The Court finds that Maryland‘s requirement of a ―good and substantial reason‖ for issuance of a handgun permit is insufficiently tailored to the State‘s interest in public safety and crime prevention. The law impermissibly infringes the right to keep and bear arms, guaranteed by the Second Amendment. The Court will, by separate Order of even date, GRANT Woollard‘s Motion for Summary Judgment and DENY Defendants‘ Motion for Summary Judgment.

From the Order:

For the reasons set forth in the accompanying Memorandum of even date, it is, this 2nd day of March, 2012, hereby ORDERED as follows:
1. Plaintiffs’ Motion for Summary Judgment (Docket No. 21) is hereby GRANTED,
2. Defendants’ Motion for Summary Judgment (Docket No. 25) is hereby DENIED,
3. Plaintiffs’ prior Motion for Summary Judgment (Docket No. 12) is DENIED AS MOOT, and
4. The Clerk is directed to CLOSE the case.

As soon as I can read the Opinion, I will post on the details. In the meantime, Raymond Woollard wins -as does everyone in the State of Maryland.

Woollard v. Sheridan – Amended Complaint Filed

At the end of 2010, Judge J. Frederick Motz partially denied the State of Maryland’s motion to dismiss the Second Amendment Foundation’s challenge to Maryland’s concealed carry law requirement of “apprehended danger”.  He did, however, dismiss that portion of the case claiming violation of the Equal Protection Clause of the Fourteenth Amendment because it did not make a claim upon which relief could be granted. Fortunately, he gave the plaintiffs until the January 21st to file an amended complaint correcting this defect.

Alan Gura filed the amended complaint on January 19. The amended complaint follows the original complaint word for word up until the statement of a claim in Count II.

Maryland Public Safety Code § 5-306(a)(5)(ii)’s requirement that handgun carry permit applicants demonstrate cause for the issuance of a permit impermissibly classifies individuals with respect to the exercise of a fundamental constitutional right. The provision creates two classification of individuals. Applicants who have demonstrated to Defendants’ satisfaction that a handgun carry permit is “necessary as a reasonable precaution against apprehended danger,” or that they face a greater than average level of danger, are given permits; applicants who cannot satisfy that burden are not given permits. The classification system is inherently arbitrary, irrational, and deprives individuals of their fundamental right to bear arms based on criteria that cannot be justified under any means-ends level of scrutiny for the security of a fundamental constitutional right.
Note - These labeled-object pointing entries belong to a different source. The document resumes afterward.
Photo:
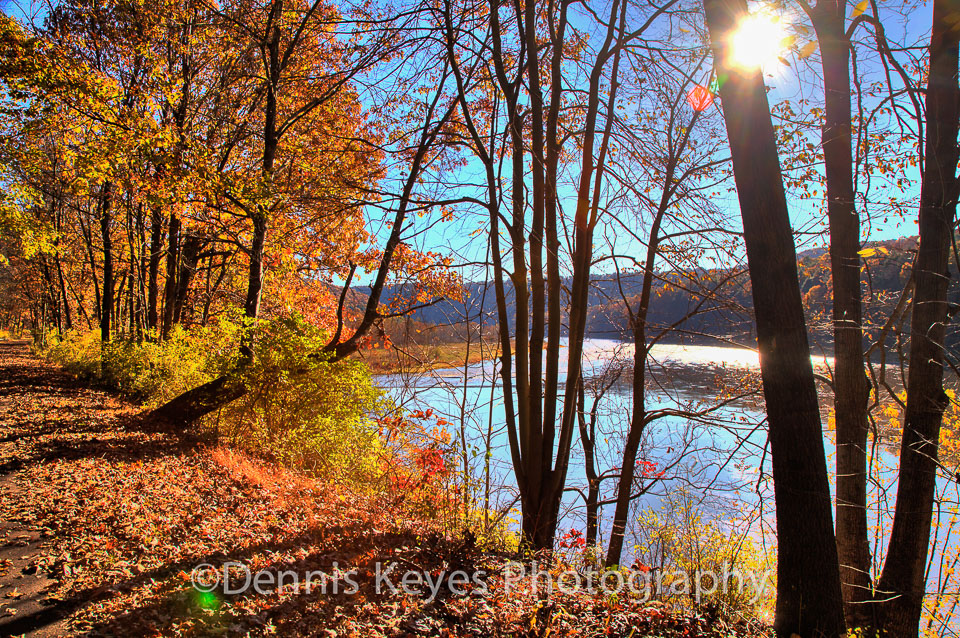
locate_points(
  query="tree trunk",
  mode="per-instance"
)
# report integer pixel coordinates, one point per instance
(851, 390)
(106, 310)
(809, 601)
(902, 582)
(170, 286)
(189, 256)
(156, 253)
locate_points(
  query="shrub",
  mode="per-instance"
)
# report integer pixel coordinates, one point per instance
(150, 371)
(682, 538)
(304, 411)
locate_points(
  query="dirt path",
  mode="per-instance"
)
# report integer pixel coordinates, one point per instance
(44, 415)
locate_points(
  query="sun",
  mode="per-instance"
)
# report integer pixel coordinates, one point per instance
(758, 42)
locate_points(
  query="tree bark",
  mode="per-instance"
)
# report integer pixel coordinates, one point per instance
(809, 601)
(170, 286)
(851, 390)
(156, 254)
(189, 256)
(106, 309)
(902, 582)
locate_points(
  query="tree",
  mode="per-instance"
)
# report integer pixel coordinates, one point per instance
(809, 601)
(902, 582)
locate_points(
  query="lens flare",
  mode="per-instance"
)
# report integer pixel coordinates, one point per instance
(758, 42)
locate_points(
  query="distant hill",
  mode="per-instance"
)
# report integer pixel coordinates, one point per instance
(708, 306)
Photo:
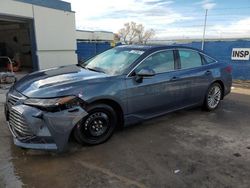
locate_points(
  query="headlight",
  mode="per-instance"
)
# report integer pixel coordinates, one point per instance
(54, 104)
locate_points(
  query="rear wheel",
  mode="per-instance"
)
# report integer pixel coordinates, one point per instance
(97, 127)
(213, 97)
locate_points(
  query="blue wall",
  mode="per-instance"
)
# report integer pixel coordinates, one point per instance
(86, 50)
(221, 50)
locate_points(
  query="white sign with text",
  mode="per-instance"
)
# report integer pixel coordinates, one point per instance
(240, 54)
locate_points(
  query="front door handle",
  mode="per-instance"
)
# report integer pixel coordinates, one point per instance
(208, 72)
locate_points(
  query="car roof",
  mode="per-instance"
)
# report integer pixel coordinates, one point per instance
(155, 47)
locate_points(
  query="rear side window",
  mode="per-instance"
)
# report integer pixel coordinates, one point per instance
(189, 59)
(208, 60)
(160, 62)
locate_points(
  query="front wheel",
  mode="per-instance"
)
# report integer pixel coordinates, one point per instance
(213, 97)
(97, 127)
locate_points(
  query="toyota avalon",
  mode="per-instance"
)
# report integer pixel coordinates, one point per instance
(119, 87)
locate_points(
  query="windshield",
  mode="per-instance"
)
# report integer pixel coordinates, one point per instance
(114, 61)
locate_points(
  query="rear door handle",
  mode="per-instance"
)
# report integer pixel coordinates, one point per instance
(208, 72)
(174, 78)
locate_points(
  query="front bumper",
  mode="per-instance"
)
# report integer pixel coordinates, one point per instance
(36, 129)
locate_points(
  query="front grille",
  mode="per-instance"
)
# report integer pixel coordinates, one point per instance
(19, 125)
(12, 100)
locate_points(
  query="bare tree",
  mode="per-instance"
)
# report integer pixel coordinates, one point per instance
(135, 33)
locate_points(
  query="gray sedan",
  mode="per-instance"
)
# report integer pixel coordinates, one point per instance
(124, 85)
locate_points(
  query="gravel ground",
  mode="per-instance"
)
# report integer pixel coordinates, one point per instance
(189, 148)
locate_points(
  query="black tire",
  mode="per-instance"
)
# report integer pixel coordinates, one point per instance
(211, 103)
(97, 127)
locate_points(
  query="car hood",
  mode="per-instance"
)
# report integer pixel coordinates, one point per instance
(55, 82)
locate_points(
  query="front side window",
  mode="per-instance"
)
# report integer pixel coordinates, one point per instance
(159, 62)
(189, 59)
(114, 61)
(208, 60)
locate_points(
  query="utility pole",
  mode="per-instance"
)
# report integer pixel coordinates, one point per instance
(204, 31)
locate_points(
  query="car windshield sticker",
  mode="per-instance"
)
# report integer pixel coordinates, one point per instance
(136, 52)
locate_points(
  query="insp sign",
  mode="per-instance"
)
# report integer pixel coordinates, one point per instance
(240, 54)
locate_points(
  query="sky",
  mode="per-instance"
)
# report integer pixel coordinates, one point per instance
(171, 19)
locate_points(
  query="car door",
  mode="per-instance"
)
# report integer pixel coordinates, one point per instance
(154, 94)
(194, 75)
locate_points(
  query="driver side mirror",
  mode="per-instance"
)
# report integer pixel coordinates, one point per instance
(145, 72)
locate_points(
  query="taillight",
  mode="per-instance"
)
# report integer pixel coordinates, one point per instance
(229, 69)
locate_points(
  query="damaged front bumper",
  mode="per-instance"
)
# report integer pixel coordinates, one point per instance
(36, 129)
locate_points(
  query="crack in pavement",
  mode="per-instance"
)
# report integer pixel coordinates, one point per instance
(111, 174)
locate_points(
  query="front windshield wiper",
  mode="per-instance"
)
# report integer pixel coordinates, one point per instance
(96, 69)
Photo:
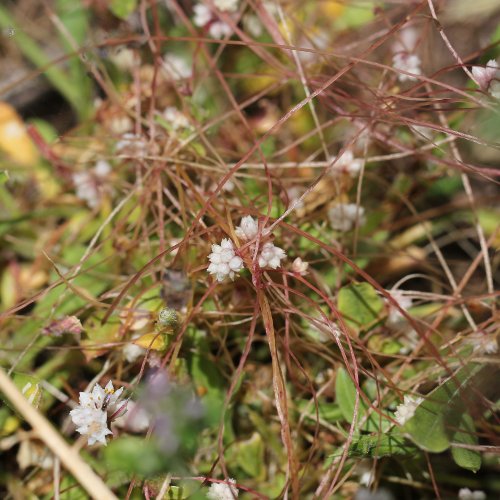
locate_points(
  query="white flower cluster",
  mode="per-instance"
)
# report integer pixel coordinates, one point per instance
(223, 260)
(223, 491)
(483, 343)
(404, 58)
(91, 415)
(248, 228)
(271, 256)
(344, 215)
(87, 184)
(403, 301)
(205, 18)
(488, 77)
(347, 163)
(406, 410)
(176, 67)
(227, 5)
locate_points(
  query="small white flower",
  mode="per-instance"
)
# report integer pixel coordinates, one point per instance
(87, 185)
(92, 423)
(484, 344)
(223, 491)
(343, 216)
(126, 59)
(223, 261)
(177, 119)
(176, 67)
(202, 15)
(407, 62)
(271, 256)
(484, 76)
(248, 228)
(219, 30)
(406, 410)
(466, 494)
(406, 41)
(403, 301)
(348, 163)
(252, 25)
(91, 415)
(227, 5)
(299, 266)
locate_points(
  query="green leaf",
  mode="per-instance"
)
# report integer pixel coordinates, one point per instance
(430, 426)
(345, 391)
(122, 8)
(359, 304)
(134, 455)
(32, 51)
(465, 434)
(209, 383)
(378, 445)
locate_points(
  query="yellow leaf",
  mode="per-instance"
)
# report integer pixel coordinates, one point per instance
(14, 140)
(154, 341)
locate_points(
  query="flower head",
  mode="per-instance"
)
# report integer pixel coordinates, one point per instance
(223, 491)
(348, 163)
(176, 67)
(485, 76)
(271, 256)
(202, 15)
(227, 5)
(88, 183)
(91, 415)
(403, 61)
(248, 228)
(343, 216)
(223, 261)
(219, 30)
(405, 411)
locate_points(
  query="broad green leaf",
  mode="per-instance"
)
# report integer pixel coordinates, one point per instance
(134, 455)
(249, 456)
(465, 434)
(345, 391)
(379, 445)
(329, 412)
(429, 428)
(359, 304)
(209, 384)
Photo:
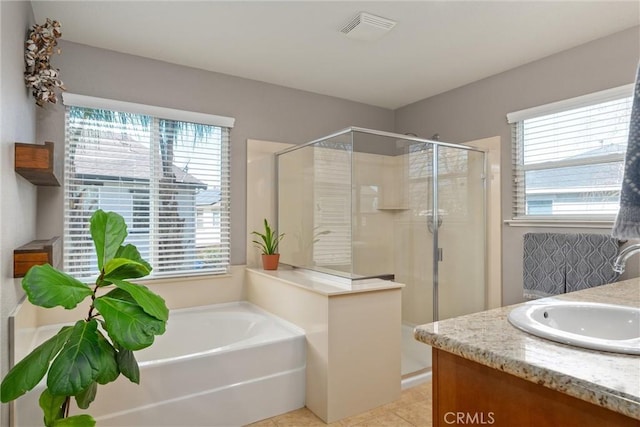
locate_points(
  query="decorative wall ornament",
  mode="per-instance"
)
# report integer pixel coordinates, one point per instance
(39, 75)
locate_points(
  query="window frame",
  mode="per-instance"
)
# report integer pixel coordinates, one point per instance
(219, 266)
(516, 120)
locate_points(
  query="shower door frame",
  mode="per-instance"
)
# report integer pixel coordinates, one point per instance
(435, 214)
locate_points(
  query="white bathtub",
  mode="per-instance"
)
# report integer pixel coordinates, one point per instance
(220, 365)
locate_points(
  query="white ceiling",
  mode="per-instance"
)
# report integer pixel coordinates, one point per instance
(435, 46)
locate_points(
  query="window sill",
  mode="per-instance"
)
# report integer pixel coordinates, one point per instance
(560, 223)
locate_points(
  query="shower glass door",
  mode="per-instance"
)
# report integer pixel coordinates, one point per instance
(460, 236)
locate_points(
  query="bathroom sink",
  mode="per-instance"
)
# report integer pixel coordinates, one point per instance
(596, 326)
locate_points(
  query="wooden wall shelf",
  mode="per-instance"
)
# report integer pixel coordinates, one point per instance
(37, 252)
(35, 163)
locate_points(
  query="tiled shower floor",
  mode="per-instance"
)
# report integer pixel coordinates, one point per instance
(412, 409)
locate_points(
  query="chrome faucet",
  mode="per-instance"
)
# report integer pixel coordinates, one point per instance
(623, 256)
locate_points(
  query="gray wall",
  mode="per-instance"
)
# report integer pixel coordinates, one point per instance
(262, 111)
(479, 110)
(17, 195)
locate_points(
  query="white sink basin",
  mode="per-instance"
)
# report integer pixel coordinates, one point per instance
(604, 327)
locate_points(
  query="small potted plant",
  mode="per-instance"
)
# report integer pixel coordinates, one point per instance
(268, 244)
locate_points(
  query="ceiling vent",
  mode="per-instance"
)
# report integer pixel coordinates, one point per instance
(366, 26)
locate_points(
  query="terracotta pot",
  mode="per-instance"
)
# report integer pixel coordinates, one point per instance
(270, 262)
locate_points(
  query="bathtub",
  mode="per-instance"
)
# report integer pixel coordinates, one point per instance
(220, 365)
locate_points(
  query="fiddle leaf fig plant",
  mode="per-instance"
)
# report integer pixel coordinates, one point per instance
(123, 317)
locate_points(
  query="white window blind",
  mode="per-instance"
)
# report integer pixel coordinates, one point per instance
(569, 157)
(168, 178)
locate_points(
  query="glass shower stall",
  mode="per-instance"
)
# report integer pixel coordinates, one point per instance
(363, 203)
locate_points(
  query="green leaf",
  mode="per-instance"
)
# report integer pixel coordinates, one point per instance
(126, 322)
(86, 396)
(128, 365)
(122, 268)
(47, 287)
(78, 364)
(151, 303)
(51, 406)
(108, 361)
(27, 373)
(131, 252)
(83, 420)
(108, 231)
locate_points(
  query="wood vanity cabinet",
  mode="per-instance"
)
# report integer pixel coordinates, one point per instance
(468, 393)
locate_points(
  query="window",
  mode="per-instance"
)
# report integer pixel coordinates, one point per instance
(569, 157)
(160, 173)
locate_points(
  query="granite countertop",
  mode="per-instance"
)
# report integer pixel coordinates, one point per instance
(605, 379)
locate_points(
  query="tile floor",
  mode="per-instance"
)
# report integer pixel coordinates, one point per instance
(412, 409)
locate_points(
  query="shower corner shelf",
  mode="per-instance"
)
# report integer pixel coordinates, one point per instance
(35, 163)
(37, 252)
The provision thus violates Plaintiffs’ Fourteenth Amendment right to equal protection of the law, damaging them in violation of 42 U.S.C. § 1983. Plaintiffs are therefore entitled to permanent injunctive relief against the enforcement of this provision.

Bold text represents the addition to the complaint.

The most significant part of this restating of the claim is that it argues that under any level of scrutiny the Maryland requirements are unconstitutional. A “means-end level of scrutiny” refers to the rational basis level of scrutiny which is the lowest used in consideration of constitutional rights. The Fourth Circuit Court of Appeals’ recent decision in Chester calls for intermediate scrutiny – or a level higher – as the minimum in Second Amendment cases.